Case (left) reminded the commission and audience that Dade had in fact managed after the storms to procure some crisis-management aid from federal and state emergency management agencies, including grants for emergency generators and the mighty alarm siren in Trenton installed last winter, with two more of the latter more planned for the Davis School and Four Fields areas.

But Case said the More said tornado shelters had always been on the wish list and had been included in a 2013 grant application which had been declined.

Now, he said, the county had tried again and applied for grants for four shelters. Only three had been approved, he said. Of these, one is slated to be built near the Four Fields athletic complex, another in south Dade, and one near Davis School. “We’ve got some property that the school gave us years ago,” he said.

The county had also applied for a shelter in the city and another in the north end, but those projects have gone nowhere so far, said Case.

Still, big plans are being made for the three grant-approved shelters, said Case. Each is projected to cost $425,000, with $318,750 of that, or 75 percent, being picked up by the feds. Of the remaining $106,250 per shelter that Dade is required to pay in matching share, a good amount of it should be satisfied in-kind by using county labor to clear the land, dig footers and lay foundations.


DeKalb County, Ala., put in eight of these shelters after the 2011 tornadoes. Now Case says they're rusting and some have been shut down. (This is the one in Henagar, circa last spring.)

Dade’s shelters will not be the kind put in by neighboring DeKalb County, Alabama. DeKalb, which was hit much harder than Dade in the 2011 tornadoes, put in its shelters pretty quickly thereafter. “Now they’re having trouble with them rusting to death and they’re full of water,” said Case. “A lot of them are closed up now.”

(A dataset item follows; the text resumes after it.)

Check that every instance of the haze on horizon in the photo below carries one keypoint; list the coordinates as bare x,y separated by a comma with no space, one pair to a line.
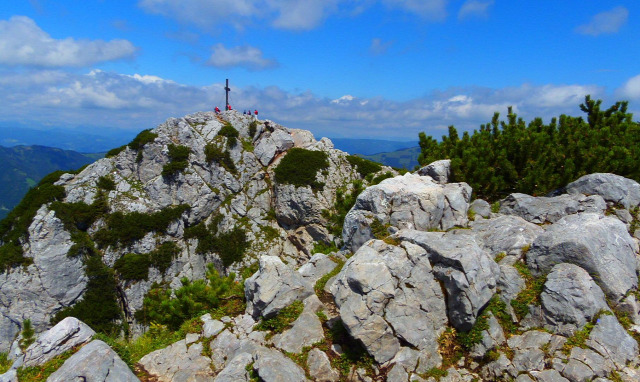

So Dade will invest in heavier-duty shelters manufactured by Modular Connections, a manufacturer in Bessemer, Ala., said Case. These will be 14-foot wide, handicapped-accessible modular buildings that come in four sections. They will have their own heat and power and will hold 215 people. “You can add on to them as you go,” said Case.

Case said the shelters will not be used only during tornadoes. “My goal is to have them available for warming shelters for days like this,” he said. “It’s just not for one use.” They would also be used for cooling shelters in extreme heat, community meetings and mass medicine distribution centers when or if needed, he said.

When, asked County Executive Chairman Ted Rumley, will all this happen? “It all depends on when they approve it,” said Case.

He reminded the commission it had taken nearly four years for Dade to receive its emergency generators.